Zekoll Theresa, Waldherr Monika, Tessmar-Raible Kristin
Max Perutz Labs, University of Vienna, Vienna Biocenter, Vienna, Austria.
Research Platform "Rhythms of Life, " University of Vienna, Vienna BioCenter, Vienna, Austria.
Front Physiol. 2021 Oct 22;12:726941. doi: 10.3389/fphys.2021.726941. eCollection 2021.
One of the big challenges in the study of animal behavior is to combine molecular-level questions of functional genetics with meaningful combinations of environmental stimuli. Light and temperature are important external cues, influencing the behaviors of organisms. Thus, understanding the combined effect of light and temperature changes on wild-type vs. genetically modified animals is a first step to understand the role of individual genes in the ability of animals to cope with changing environments. Many behavioral traits can be extrapolated from behavioral tests performed from automated motion tracking combined with machine learning. Acquired datasets, typically complex and large, can be challenging for subsequent quantitative analyses. In this study, we investigate medaka behavior of mutants vs. corresponding wild-types under different light and temperature conditions using automated tracking combined with a convolutional neuronal network and a Hidden Markov model-based approach. The temperatures in this study can occur in summer vs. late spring/early autumn in the natural habitat of medaka fish. Under summer-like temperature, mutants did not exhibit changes in overall locomotion, consistent with previous observations. However, detailed analyses of fish position revealed that the mutants spent more time in central locations of the dish, possibly because of decreased anxiety. Furthermore, a clear difference in location and overall movement was obvious between the mutant and wild-types under colder conditions. These data indicate a role of in behavioral adjustment, at least in part possibly depending on the season.

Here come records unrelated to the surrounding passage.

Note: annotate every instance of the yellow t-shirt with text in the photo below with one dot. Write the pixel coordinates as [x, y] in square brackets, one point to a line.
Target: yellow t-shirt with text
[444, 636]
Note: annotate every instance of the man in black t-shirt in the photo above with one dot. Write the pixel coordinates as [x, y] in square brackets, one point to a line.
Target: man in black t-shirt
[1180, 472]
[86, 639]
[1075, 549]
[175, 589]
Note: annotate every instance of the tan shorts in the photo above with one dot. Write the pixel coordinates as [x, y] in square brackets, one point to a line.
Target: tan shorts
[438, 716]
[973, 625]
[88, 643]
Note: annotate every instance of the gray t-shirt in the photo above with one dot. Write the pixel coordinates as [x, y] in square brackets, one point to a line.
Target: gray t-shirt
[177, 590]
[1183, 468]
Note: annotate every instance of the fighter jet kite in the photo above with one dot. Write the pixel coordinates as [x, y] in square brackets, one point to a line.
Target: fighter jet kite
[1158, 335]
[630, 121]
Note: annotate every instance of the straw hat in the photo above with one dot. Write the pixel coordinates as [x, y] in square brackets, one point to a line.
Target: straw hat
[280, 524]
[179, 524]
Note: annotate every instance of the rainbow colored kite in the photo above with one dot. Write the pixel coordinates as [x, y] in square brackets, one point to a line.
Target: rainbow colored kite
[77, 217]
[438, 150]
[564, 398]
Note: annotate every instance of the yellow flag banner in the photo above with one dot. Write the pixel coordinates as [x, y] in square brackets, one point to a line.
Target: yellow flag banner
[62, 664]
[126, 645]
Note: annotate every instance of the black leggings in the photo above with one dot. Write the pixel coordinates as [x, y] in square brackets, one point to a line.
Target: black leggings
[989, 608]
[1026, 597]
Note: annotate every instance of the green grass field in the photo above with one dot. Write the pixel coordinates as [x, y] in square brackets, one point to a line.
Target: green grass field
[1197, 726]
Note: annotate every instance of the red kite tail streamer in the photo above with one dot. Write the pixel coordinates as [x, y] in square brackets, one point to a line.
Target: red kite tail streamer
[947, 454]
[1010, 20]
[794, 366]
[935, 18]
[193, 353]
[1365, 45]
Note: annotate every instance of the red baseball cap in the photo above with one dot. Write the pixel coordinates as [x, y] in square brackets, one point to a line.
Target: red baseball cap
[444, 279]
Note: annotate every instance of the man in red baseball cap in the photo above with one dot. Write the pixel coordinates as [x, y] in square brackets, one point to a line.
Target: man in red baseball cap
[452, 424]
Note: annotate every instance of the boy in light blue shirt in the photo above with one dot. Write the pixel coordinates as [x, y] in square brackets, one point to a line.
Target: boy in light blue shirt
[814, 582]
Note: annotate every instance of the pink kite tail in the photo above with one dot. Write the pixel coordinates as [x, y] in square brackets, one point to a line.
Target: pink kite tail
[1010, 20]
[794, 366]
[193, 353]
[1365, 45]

动物行为研究中的一大挑战是将功能遗传学的分子层面问题与有意义的环境刺激组合相结合。光和温度是重要的外部线索,影响着生物体的行为。因此,了解光和温度变化对野生型与转基因动物的综合影响是理解单个基因在动物应对环境变化能力中所起作用的第一步。许多行为特征可以从结合了机器学习的自动运动跟踪所进行的行为测试中推断出来。获取的数据集通常复杂且庞大,可能给后续的定量分析带来挑战。在本研究中,我们使用自动跟踪结合卷积神经网络和基于隐马尔可夫模型的方法,研究了在不同光照和温度条件下突变体与相应野生型的青鳉行为。本研究中的温度可对应青鳉鱼自然栖息地的夏季与春末/秋初。在类似夏季的温度下,突变体在整体运动方面未表现出变化,这与之前的观察结果一致。然而,对鱼位置的详细分析表明,突变体在培养皿中心位置花费的时间更多,可能是因为焦虑减少。此外,在较冷条件下,突变体与野生型在位置和整体运动方面存在明显差异。这些数据表明了[基因名称]在行为调节中的作用,至少部分可能取决于季节。